Re: Status codes / IR vs. NIR -- 303 vs. 200 from Kingsley Idehen on 2010-11-12 (public-lod@w3.org from November 2010)

From: Kingsley Idehen <kidehen@openlinksw.com>
Date: Fri, 12 Nov 2010 08:17:21 -0500
To: Lars Heuer <heuer@semagia.com>
CC: "public-lod@w3.org" <public-lod@w3.org>
Message-ID: <4CDD3E61.3020002@openlinksw.com>
On 11/12/10 7:22 AM, Lars Heuer wrote:
> Hi Kingsley,
>
> [...]
>>> If I want an RDF/XML representation of the document, I can ask for
>>>
>>>        Accept: application/rdf+xml
>>>
>>> and Wikipedia would (ideally) return an RDF/XML representation of that
>>> resource which tells me that John Lennon is a person who was born at
>>> ... murdered at ... was part of a group named ... etc.
>>>
>> Yes, so you received a document stating all of the above, who is the
>> Subject? How is the Subject Identified?

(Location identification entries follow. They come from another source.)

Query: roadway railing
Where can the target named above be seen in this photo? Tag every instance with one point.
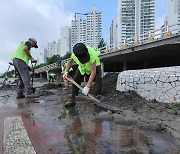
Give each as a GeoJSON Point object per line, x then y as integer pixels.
{"type": "Point", "coordinates": [158, 34]}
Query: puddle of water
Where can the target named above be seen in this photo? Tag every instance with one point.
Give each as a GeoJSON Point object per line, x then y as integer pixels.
{"type": "Point", "coordinates": [77, 130]}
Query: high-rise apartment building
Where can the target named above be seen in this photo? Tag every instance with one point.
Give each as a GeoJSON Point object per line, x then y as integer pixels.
{"type": "Point", "coordinates": [65, 40]}
{"type": "Point", "coordinates": [135, 17]}
{"type": "Point", "coordinates": [173, 12]}
{"type": "Point", "coordinates": [53, 48]}
{"type": "Point", "coordinates": [89, 30]}
{"type": "Point", "coordinates": [114, 31]}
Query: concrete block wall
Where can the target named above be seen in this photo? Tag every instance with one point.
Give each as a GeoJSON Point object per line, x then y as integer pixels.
{"type": "Point", "coordinates": [161, 84]}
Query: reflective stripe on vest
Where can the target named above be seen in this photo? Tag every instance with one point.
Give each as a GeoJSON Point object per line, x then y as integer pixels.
{"type": "Point", "coordinates": [86, 68]}
{"type": "Point", "coordinates": [20, 54]}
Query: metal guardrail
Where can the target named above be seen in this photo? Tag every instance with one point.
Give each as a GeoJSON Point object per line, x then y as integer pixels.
{"type": "Point", "coordinates": [148, 37]}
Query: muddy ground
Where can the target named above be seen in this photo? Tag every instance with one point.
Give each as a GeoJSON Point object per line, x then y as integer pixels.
{"type": "Point", "coordinates": [129, 108]}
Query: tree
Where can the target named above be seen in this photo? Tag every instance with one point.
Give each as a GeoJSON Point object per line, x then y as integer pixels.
{"type": "Point", "coordinates": [101, 43]}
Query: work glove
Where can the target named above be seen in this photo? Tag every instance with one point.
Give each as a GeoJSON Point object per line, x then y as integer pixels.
{"type": "Point", "coordinates": [33, 60]}
{"type": "Point", "coordinates": [65, 75]}
{"type": "Point", "coordinates": [85, 90]}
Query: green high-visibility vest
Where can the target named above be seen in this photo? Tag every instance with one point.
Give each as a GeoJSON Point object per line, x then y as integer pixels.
{"type": "Point", "coordinates": [86, 68]}
{"type": "Point", "coordinates": [64, 68]}
{"type": "Point", "coordinates": [20, 54]}
{"type": "Point", "coordinates": [52, 74]}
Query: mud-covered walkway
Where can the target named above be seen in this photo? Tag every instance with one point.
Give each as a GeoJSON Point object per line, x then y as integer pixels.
{"type": "Point", "coordinates": [44, 125]}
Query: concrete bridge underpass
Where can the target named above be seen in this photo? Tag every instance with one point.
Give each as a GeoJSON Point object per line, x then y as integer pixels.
{"type": "Point", "coordinates": [160, 48]}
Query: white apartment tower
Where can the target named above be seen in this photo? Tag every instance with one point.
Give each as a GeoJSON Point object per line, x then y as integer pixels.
{"type": "Point", "coordinates": [53, 48]}
{"type": "Point", "coordinates": [89, 30]}
{"type": "Point", "coordinates": [173, 12]}
{"type": "Point", "coordinates": [114, 31]}
{"type": "Point", "coordinates": [135, 17]}
{"type": "Point", "coordinates": [65, 40]}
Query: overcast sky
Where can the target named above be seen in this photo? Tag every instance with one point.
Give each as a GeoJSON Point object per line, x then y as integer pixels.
{"type": "Point", "coordinates": [42, 19]}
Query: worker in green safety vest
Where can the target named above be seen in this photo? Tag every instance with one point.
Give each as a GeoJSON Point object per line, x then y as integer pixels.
{"type": "Point", "coordinates": [52, 77]}
{"type": "Point", "coordinates": [70, 73]}
{"type": "Point", "coordinates": [21, 59]}
{"type": "Point", "coordinates": [88, 62]}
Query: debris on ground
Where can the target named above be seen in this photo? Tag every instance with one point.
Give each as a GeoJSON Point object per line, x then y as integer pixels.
{"type": "Point", "coordinates": [49, 86]}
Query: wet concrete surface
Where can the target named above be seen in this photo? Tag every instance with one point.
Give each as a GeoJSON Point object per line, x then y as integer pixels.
{"type": "Point", "coordinates": [85, 128]}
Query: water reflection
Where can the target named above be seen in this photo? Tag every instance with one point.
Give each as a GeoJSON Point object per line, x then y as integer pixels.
{"type": "Point", "coordinates": [85, 134]}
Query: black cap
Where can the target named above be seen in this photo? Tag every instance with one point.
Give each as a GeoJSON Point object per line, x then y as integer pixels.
{"type": "Point", "coordinates": [81, 52]}
{"type": "Point", "coordinates": [35, 42]}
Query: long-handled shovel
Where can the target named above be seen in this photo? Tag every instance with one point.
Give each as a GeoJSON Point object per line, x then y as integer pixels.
{"type": "Point", "coordinates": [32, 78]}
{"type": "Point", "coordinates": [97, 102]}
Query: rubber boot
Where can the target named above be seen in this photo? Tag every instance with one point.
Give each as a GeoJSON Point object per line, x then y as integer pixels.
{"type": "Point", "coordinates": [72, 102]}
{"type": "Point", "coordinates": [21, 95]}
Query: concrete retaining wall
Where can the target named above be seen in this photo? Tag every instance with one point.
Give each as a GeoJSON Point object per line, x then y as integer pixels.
{"type": "Point", "coordinates": [161, 84]}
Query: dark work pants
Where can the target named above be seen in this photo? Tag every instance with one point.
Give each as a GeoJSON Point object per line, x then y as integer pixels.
{"type": "Point", "coordinates": [79, 78]}
{"type": "Point", "coordinates": [51, 78]}
{"type": "Point", "coordinates": [24, 76]}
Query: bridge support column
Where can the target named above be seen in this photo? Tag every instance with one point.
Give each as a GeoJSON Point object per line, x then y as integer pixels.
{"type": "Point", "coordinates": [102, 69]}
{"type": "Point", "coordinates": [47, 73]}
{"type": "Point", "coordinates": [124, 66]}
{"type": "Point", "coordinates": [145, 64]}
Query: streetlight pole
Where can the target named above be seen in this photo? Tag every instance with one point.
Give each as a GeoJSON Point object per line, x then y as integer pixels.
{"type": "Point", "coordinates": [75, 24]}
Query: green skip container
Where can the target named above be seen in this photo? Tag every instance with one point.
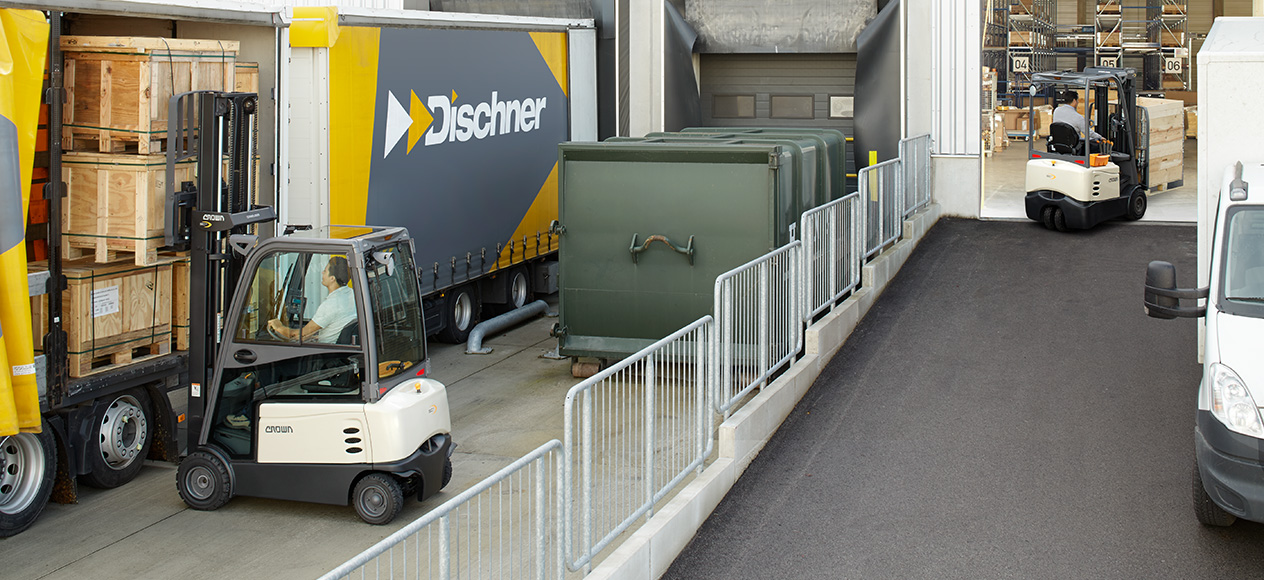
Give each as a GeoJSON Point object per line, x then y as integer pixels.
{"type": "Point", "coordinates": [647, 226]}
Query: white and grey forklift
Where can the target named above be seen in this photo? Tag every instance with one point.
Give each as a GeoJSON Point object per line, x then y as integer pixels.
{"type": "Point", "coordinates": [1076, 183]}
{"type": "Point", "coordinates": [307, 350]}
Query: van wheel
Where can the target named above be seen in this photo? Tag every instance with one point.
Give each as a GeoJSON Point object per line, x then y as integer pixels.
{"type": "Point", "coordinates": [28, 465]}
{"type": "Point", "coordinates": [460, 315]}
{"type": "Point", "coordinates": [377, 498]}
{"type": "Point", "coordinates": [204, 482]}
{"type": "Point", "coordinates": [121, 432]}
{"type": "Point", "coordinates": [1136, 205]}
{"type": "Point", "coordinates": [1203, 508]}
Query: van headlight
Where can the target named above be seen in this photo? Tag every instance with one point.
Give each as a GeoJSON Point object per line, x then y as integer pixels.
{"type": "Point", "coordinates": [1231, 402]}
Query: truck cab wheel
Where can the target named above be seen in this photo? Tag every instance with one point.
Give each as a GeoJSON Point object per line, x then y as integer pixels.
{"type": "Point", "coordinates": [1203, 508]}
{"type": "Point", "coordinates": [121, 434]}
{"type": "Point", "coordinates": [377, 498]}
{"type": "Point", "coordinates": [28, 465]}
{"type": "Point", "coordinates": [204, 482]}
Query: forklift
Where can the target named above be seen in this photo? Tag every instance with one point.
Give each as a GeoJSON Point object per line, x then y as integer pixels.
{"type": "Point", "coordinates": [307, 350]}
{"type": "Point", "coordinates": [1076, 183]}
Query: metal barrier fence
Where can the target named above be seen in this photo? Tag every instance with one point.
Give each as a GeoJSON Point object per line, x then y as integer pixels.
{"type": "Point", "coordinates": [503, 527]}
{"type": "Point", "coordinates": [632, 434]}
{"type": "Point", "coordinates": [757, 322]}
{"type": "Point", "coordinates": [833, 248]}
{"type": "Point", "coordinates": [882, 190]}
{"type": "Point", "coordinates": [915, 158]}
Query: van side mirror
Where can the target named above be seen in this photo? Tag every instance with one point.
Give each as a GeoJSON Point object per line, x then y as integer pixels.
{"type": "Point", "coordinates": [1163, 298]}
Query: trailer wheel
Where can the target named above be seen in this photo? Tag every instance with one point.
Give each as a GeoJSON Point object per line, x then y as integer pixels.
{"type": "Point", "coordinates": [460, 315]}
{"type": "Point", "coordinates": [378, 498]}
{"type": "Point", "coordinates": [121, 434]}
{"type": "Point", "coordinates": [204, 482]}
{"type": "Point", "coordinates": [1136, 204]}
{"type": "Point", "coordinates": [1203, 508]}
{"type": "Point", "coordinates": [28, 466]}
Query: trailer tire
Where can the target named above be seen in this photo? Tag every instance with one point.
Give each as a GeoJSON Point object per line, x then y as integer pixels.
{"type": "Point", "coordinates": [1203, 508]}
{"type": "Point", "coordinates": [28, 466]}
{"type": "Point", "coordinates": [204, 482]}
{"type": "Point", "coordinates": [378, 498]}
{"type": "Point", "coordinates": [121, 440]}
{"type": "Point", "coordinates": [460, 314]}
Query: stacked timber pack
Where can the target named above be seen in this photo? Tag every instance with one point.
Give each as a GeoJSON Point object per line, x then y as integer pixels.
{"type": "Point", "coordinates": [125, 300]}
{"type": "Point", "coordinates": [1167, 140]}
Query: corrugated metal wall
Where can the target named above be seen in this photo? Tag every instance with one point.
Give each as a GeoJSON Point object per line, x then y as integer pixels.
{"type": "Point", "coordinates": [956, 76]}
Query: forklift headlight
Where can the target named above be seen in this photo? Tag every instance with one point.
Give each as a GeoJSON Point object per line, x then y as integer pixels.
{"type": "Point", "coordinates": [1231, 402]}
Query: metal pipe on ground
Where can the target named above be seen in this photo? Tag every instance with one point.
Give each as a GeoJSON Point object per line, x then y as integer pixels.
{"type": "Point", "coordinates": [474, 345]}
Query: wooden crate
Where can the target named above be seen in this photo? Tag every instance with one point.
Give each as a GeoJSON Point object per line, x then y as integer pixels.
{"type": "Point", "coordinates": [113, 314]}
{"type": "Point", "coordinates": [118, 87]}
{"type": "Point", "coordinates": [247, 77]}
{"type": "Point", "coordinates": [115, 205]}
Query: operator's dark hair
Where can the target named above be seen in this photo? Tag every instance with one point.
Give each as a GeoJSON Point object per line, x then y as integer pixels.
{"type": "Point", "coordinates": [339, 269]}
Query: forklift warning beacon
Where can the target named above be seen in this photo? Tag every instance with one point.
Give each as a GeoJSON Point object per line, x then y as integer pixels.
{"type": "Point", "coordinates": [307, 350]}
{"type": "Point", "coordinates": [1078, 182]}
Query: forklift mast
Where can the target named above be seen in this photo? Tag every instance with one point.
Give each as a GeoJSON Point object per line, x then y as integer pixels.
{"type": "Point", "coordinates": [211, 217]}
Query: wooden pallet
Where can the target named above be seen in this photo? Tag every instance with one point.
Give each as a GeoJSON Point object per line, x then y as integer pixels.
{"type": "Point", "coordinates": [118, 87]}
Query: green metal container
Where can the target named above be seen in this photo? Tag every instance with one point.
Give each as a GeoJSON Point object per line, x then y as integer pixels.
{"type": "Point", "coordinates": [831, 142]}
{"type": "Point", "coordinates": [649, 226]}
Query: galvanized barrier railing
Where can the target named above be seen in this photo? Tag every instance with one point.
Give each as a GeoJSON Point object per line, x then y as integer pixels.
{"type": "Point", "coordinates": [882, 188]}
{"type": "Point", "coordinates": [915, 158]}
{"type": "Point", "coordinates": [757, 322]}
{"type": "Point", "coordinates": [632, 434]}
{"type": "Point", "coordinates": [503, 527]}
{"type": "Point", "coordinates": [833, 249]}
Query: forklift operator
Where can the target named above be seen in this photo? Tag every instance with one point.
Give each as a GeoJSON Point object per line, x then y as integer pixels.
{"type": "Point", "coordinates": [336, 311]}
{"type": "Point", "coordinates": [1067, 113]}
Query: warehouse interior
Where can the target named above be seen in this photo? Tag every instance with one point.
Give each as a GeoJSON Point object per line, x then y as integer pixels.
{"type": "Point", "coordinates": [1157, 38]}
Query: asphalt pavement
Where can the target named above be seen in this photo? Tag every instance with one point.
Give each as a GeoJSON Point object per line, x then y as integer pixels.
{"type": "Point", "coordinates": [1006, 410]}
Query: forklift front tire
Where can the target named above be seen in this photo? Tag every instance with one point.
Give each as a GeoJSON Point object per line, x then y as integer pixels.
{"type": "Point", "coordinates": [204, 482]}
{"type": "Point", "coordinates": [378, 498]}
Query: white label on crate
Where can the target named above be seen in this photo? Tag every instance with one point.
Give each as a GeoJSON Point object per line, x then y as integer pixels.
{"type": "Point", "coordinates": [105, 301]}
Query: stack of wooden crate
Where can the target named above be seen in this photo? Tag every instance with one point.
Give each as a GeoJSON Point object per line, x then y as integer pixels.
{"type": "Point", "coordinates": [114, 167]}
{"type": "Point", "coordinates": [1167, 140]}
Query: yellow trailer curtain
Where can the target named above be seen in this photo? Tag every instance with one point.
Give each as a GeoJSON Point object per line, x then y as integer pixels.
{"type": "Point", "coordinates": [23, 47]}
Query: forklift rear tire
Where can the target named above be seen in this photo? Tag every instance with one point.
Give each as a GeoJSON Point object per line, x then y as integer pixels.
{"type": "Point", "coordinates": [28, 466]}
{"type": "Point", "coordinates": [1047, 217]}
{"type": "Point", "coordinates": [204, 482]}
{"type": "Point", "coordinates": [1136, 205]}
{"type": "Point", "coordinates": [1203, 508]}
{"type": "Point", "coordinates": [460, 315]}
{"type": "Point", "coordinates": [377, 498]}
{"type": "Point", "coordinates": [121, 440]}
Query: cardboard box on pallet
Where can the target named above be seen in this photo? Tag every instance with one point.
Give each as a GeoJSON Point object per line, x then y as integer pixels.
{"type": "Point", "coordinates": [118, 87]}
{"type": "Point", "coordinates": [113, 314]}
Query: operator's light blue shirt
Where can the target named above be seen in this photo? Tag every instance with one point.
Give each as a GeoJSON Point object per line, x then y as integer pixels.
{"type": "Point", "coordinates": [335, 312]}
{"type": "Point", "coordinates": [1069, 115]}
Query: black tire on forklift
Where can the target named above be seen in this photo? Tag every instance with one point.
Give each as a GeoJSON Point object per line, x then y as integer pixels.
{"type": "Point", "coordinates": [121, 440]}
{"type": "Point", "coordinates": [460, 314]}
{"type": "Point", "coordinates": [1059, 220]}
{"type": "Point", "coordinates": [1047, 216]}
{"type": "Point", "coordinates": [204, 482]}
{"type": "Point", "coordinates": [378, 498]}
{"type": "Point", "coordinates": [28, 466]}
{"type": "Point", "coordinates": [1203, 508]}
{"type": "Point", "coordinates": [1136, 204]}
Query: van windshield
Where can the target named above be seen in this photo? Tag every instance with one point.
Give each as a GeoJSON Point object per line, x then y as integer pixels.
{"type": "Point", "coordinates": [1243, 264]}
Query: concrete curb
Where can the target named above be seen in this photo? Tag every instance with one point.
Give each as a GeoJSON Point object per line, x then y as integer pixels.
{"type": "Point", "coordinates": [647, 554]}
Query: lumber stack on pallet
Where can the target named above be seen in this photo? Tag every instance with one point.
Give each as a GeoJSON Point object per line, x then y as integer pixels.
{"type": "Point", "coordinates": [1167, 140]}
{"type": "Point", "coordinates": [113, 314]}
{"type": "Point", "coordinates": [118, 87]}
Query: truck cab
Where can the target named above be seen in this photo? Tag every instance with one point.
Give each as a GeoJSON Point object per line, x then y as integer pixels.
{"type": "Point", "coordinates": [1229, 434]}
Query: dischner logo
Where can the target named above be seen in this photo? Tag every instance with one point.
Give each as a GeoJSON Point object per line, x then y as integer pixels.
{"type": "Point", "coordinates": [444, 120]}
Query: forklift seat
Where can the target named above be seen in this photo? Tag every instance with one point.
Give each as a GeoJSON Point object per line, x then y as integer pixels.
{"type": "Point", "coordinates": [1064, 139]}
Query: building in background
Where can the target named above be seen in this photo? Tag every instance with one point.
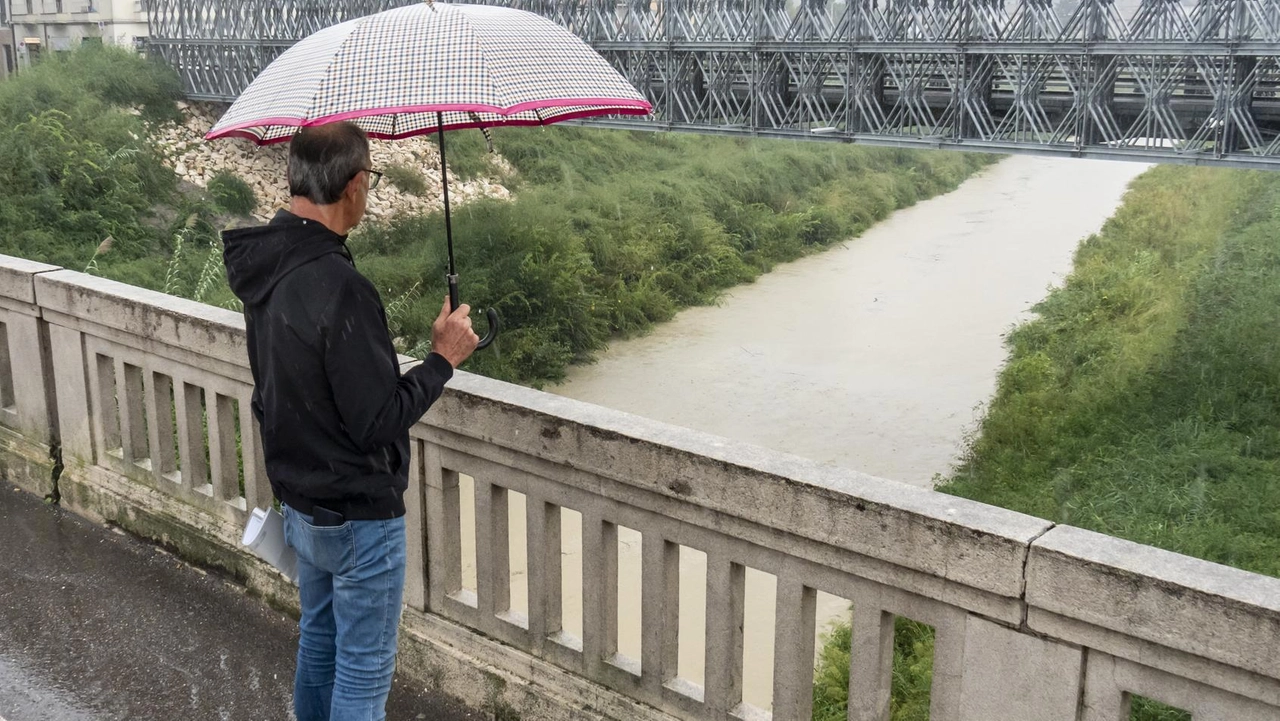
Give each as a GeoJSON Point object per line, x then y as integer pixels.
{"type": "Point", "coordinates": [53, 26]}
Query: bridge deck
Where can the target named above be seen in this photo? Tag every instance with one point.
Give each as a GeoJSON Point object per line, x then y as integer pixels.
{"type": "Point", "coordinates": [1153, 80]}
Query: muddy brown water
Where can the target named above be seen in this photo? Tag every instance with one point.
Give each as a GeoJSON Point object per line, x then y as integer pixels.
{"type": "Point", "coordinates": [877, 355]}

> I don't understand the question. A person named "John Lennon" is the
> subject. The subject is identified by the IRI.
>
> If I issue a
>
>    GET<http://en.wikipedia.org/wiki/John_Lennon>  Accept: application/x-tm+ctm
>
> and the server responses with (using the Topic Maps syntax CTM since I
> am not that familiar with RDF syntaxes):
>
>    <http://en.wikipedia.org/wiki/John_Lennon>
>       isa ex:person;
>       - "John Lennon";
>       born-at 1940-10-09;
>       died-at 1980-12-08;
>       member-of<http://en.wikipedia.org/wiki/The_Beatles>.
>
> I'd know that the above mentioned IRI represents a NIR (a person)
> which was born at .. died at .. etc.
>
> Where is the problem with that approach?
>
> [...]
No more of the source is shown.